Mais des défis restent à relever. La construction des modèles de monde demande d’énormes volumes de données vidéo et de simulation. Ces données sont coûteuses à collecter et traiter. L'entraînement de ces modèles exige une puissance de calcul encore plus importante que pour les LLM. De plus, il reste difficile de mesurer la véritable compréhension d’un modèle du monde réel, car les tests en simulation ne reflètent pas toujours les performances en conditions concrètes.
Le champ d'application potentiel de cette technologie de pointe est vaste. Les modèles de monde ouvrent la possibilité de servir toutes ces autres industries et d'amplifier ce que les ordinateurs ont fait pour le travail intellectuel. Yann LeCun et d'autres partisans de ces modèles affirment que cette vision d'une nouvelle génération de systèmes d'IA dotant les machines d'une intelligence équivalente à celle des humains pourrait prendre 10 ans à se concrétiser.
Implications pour l'AGI et au-delà
La poussée vers l'AGI est évidente dans la manière dont Genie 3 fait le pont entre la simulation et les applications dans le monde réel. Selon les dirigeants de Google DeepMind, la maîtrise de modèles de monde comme celui-ci pourrait permettre à l'IA de raisonner sur les causes et les effets, une lacune fondamentale des systèmes actuels. Cela pourrait accélérer les développements dans le domaine des véhicules autonomes ou des simulations médicales, où des tests itératifs et sûrs sont essentiels.
Cependant, des défis persistent, notamment des préoccupations éthiques liées à l'utilisation abusive dans la création de réalités virtuelles trompeuses ou aux biais hérités des données d'entraînement. Bien que Genie 3 soit actuellement limité à un accès à des fins de recherche, sa commercialisation pourrait bouleverser les secteurs des jeux et de l'éducation, permettant potentiellement aux enseignants de créer des cours d'histoire immersifs en quelques secondes.
Les comparaisons avec les modèles précédents révèlent des progrès rapides : Genie 2 se concentrait sur les générations 2D, mais Genie 3 passe à la 3D avec une cohérence temporelle. Cette évolution souligne l'investissement de DeepMind dans l'IA fondamentale, soutenu par les ressources de Google, ce qui le place devant des concurrents comme OpenAI dans le domaine des technologies de simulation.

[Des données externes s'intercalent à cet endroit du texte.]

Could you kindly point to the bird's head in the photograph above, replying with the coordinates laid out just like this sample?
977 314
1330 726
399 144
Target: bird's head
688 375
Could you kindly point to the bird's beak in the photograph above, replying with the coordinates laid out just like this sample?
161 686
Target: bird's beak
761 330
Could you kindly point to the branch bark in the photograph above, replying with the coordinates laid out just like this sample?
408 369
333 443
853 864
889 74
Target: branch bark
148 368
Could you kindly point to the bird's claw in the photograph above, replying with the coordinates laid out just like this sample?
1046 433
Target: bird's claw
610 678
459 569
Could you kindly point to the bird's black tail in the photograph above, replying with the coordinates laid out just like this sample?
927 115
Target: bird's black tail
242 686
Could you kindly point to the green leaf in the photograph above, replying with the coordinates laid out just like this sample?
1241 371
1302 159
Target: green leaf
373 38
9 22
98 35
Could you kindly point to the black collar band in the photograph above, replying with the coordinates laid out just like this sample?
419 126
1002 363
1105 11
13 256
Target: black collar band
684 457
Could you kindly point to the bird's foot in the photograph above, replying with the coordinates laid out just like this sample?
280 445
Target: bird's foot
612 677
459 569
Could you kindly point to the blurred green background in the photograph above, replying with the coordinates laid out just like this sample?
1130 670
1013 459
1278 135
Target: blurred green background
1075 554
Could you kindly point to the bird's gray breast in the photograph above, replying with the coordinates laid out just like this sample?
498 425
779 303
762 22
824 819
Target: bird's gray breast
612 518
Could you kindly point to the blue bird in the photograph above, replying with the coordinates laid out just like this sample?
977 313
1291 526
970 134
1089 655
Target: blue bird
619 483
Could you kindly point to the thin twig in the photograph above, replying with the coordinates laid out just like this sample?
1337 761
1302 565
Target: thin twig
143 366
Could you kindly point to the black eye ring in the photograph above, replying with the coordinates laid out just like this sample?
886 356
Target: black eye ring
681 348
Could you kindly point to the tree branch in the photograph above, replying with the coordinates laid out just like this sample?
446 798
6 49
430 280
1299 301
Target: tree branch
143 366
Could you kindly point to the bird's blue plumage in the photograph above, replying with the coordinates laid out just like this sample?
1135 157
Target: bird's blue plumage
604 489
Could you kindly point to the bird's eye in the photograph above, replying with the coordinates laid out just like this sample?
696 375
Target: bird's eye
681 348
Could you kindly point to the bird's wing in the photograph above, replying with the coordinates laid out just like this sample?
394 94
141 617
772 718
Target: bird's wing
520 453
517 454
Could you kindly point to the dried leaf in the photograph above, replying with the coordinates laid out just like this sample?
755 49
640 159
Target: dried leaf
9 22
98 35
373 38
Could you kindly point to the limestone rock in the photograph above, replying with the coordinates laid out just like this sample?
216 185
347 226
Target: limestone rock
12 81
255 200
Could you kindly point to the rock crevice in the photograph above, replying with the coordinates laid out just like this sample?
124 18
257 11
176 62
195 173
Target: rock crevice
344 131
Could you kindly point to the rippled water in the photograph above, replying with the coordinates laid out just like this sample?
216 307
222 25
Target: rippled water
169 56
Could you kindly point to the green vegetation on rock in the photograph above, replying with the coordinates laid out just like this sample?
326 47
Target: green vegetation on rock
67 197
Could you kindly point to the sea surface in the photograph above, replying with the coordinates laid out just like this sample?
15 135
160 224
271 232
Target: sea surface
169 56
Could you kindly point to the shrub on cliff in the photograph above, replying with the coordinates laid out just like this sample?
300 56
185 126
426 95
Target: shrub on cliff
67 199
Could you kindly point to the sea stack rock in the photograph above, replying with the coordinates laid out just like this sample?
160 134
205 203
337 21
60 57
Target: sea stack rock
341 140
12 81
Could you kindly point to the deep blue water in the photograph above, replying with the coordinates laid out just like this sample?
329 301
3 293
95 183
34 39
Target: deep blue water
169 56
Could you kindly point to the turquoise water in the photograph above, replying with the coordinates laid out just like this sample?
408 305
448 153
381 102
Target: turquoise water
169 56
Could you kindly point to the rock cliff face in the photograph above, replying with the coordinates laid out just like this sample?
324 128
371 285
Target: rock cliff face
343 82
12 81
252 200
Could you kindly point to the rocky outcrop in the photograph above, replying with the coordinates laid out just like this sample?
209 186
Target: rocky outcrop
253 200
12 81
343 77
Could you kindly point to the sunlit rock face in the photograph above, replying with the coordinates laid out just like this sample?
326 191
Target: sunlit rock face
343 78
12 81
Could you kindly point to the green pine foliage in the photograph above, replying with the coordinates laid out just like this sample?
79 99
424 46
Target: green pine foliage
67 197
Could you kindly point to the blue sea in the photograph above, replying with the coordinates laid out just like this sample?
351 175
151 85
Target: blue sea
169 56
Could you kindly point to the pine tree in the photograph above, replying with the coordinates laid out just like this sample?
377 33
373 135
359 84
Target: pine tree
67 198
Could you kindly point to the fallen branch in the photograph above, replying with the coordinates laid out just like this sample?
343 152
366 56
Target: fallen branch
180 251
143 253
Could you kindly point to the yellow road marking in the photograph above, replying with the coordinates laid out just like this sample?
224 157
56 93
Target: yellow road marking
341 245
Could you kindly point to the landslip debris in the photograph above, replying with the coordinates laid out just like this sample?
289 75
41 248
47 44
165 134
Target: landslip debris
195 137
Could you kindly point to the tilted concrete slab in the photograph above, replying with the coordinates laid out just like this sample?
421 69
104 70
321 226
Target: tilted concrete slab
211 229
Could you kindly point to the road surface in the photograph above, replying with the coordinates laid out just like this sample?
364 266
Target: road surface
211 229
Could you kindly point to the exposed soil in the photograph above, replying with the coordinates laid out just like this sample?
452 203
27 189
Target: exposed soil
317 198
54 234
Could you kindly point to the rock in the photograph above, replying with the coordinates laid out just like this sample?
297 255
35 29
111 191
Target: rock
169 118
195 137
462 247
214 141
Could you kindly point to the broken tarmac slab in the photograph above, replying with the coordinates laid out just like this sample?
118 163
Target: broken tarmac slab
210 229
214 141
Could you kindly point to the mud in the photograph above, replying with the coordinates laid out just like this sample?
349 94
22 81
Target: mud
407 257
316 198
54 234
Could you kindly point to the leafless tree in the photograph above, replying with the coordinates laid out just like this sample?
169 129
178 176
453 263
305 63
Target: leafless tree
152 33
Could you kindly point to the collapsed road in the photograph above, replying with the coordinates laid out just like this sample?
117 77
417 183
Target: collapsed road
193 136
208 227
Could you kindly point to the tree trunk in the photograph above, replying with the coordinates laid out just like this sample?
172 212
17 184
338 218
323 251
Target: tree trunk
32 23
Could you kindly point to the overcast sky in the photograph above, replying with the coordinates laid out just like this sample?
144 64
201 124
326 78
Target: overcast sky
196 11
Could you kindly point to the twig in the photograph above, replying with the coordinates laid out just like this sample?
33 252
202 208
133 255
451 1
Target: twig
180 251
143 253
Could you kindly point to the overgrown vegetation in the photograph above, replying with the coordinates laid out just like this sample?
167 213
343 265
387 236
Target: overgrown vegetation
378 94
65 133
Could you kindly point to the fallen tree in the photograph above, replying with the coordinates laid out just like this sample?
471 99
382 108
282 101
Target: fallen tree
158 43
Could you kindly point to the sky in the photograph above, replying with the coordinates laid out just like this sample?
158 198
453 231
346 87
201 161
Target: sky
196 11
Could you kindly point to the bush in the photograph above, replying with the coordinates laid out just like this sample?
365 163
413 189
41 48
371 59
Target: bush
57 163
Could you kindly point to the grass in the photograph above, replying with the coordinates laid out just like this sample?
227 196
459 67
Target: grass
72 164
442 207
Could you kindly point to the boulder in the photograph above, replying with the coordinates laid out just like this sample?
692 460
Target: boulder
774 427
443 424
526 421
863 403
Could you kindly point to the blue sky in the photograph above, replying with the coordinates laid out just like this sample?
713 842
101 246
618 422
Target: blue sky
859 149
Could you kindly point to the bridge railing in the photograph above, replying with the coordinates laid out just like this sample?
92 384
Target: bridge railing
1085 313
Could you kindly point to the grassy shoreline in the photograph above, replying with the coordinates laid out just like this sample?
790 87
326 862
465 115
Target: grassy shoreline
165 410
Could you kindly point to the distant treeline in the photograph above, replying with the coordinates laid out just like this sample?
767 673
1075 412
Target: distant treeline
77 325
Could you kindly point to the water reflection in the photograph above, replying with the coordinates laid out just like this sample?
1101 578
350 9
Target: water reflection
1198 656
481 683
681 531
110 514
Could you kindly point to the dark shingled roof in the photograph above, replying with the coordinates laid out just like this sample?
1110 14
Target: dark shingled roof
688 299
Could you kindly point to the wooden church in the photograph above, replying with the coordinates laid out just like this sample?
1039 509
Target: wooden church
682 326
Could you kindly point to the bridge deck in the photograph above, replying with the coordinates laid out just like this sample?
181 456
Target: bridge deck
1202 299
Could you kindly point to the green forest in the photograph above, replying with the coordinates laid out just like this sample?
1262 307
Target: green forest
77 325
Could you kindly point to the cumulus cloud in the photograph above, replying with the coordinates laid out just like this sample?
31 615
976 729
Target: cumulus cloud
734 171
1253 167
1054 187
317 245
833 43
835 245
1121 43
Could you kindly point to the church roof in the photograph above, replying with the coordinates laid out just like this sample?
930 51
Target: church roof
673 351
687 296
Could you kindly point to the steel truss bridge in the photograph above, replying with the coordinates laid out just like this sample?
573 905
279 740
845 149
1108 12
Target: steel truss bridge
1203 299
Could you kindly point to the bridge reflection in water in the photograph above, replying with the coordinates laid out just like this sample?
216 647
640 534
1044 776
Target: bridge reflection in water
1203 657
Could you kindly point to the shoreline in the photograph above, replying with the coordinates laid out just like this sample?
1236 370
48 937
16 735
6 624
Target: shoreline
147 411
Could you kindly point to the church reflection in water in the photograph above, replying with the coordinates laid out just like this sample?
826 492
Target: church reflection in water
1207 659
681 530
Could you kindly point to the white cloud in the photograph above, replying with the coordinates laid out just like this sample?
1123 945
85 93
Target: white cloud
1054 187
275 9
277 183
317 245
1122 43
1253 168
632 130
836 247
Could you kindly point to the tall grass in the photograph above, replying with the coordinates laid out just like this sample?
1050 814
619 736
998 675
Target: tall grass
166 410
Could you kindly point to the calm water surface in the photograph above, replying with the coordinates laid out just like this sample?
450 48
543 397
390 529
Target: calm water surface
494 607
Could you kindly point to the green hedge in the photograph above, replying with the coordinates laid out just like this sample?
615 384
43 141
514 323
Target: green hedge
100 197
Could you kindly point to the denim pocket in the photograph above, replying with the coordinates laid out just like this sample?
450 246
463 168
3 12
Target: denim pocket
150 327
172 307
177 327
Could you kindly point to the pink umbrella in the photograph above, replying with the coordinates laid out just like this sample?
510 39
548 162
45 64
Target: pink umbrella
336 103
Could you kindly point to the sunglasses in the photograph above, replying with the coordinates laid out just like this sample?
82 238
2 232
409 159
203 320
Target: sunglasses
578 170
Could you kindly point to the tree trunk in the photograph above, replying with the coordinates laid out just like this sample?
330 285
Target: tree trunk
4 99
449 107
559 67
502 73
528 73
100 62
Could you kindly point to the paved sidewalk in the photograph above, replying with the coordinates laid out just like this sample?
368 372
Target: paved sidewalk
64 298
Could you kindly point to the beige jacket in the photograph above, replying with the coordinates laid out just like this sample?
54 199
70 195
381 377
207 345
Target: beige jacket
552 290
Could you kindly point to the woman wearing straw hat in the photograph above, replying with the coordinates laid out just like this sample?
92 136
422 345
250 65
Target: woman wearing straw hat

En fin de compte, Genie 3 marque un tournant où l'IA ne se contente pas de générer du contenu, mais simule des mondes entiers avec une capacité d'action. Pour les initiés du secteur, cela ouvre la voie à des systèmes hybrides combinant des modèles de monde et l'apprentissage par renforcement, ce qui pourrait transformer la façon dont nous concevons et interagissons avec les environnements numériques. À mesure que la technologie mûrit, son intégration dans les outils quotidiens pourrait redéfinir la créativité et la résolution de problèmes dans tous les secteurs.
Conclusion
Les géants de l’IA réorientent une partie de leurs efforts vers les modèles de monde pour dépasser les limites actuelles des LLM. Cette approche vise à donner aux systèmes une compréhension plus riche et multimodale du monde, avec des applications potentielles dans de nombreux secteurs. Ces modèles pourraient créer de nouvelles opportunités pour l'éducation et la formation, en aidant les étudiants à apprendre et les experts à acquérir de l'expérience.
Mais des obstacles techniques et économiques subsistent, tant sur le plan technique que sur le plan économique. Leur construction exige des volumes massifs de données visuelles et simulées, dont la collecte et le traitement représentent un coût énorme. À cela s’ajoute la puissance de calcul colossale nécessaire à leur entraînement, ainsi que la difficulté d’évaluer leur véritable compréhension du monde réel au-delà des environnements simulés.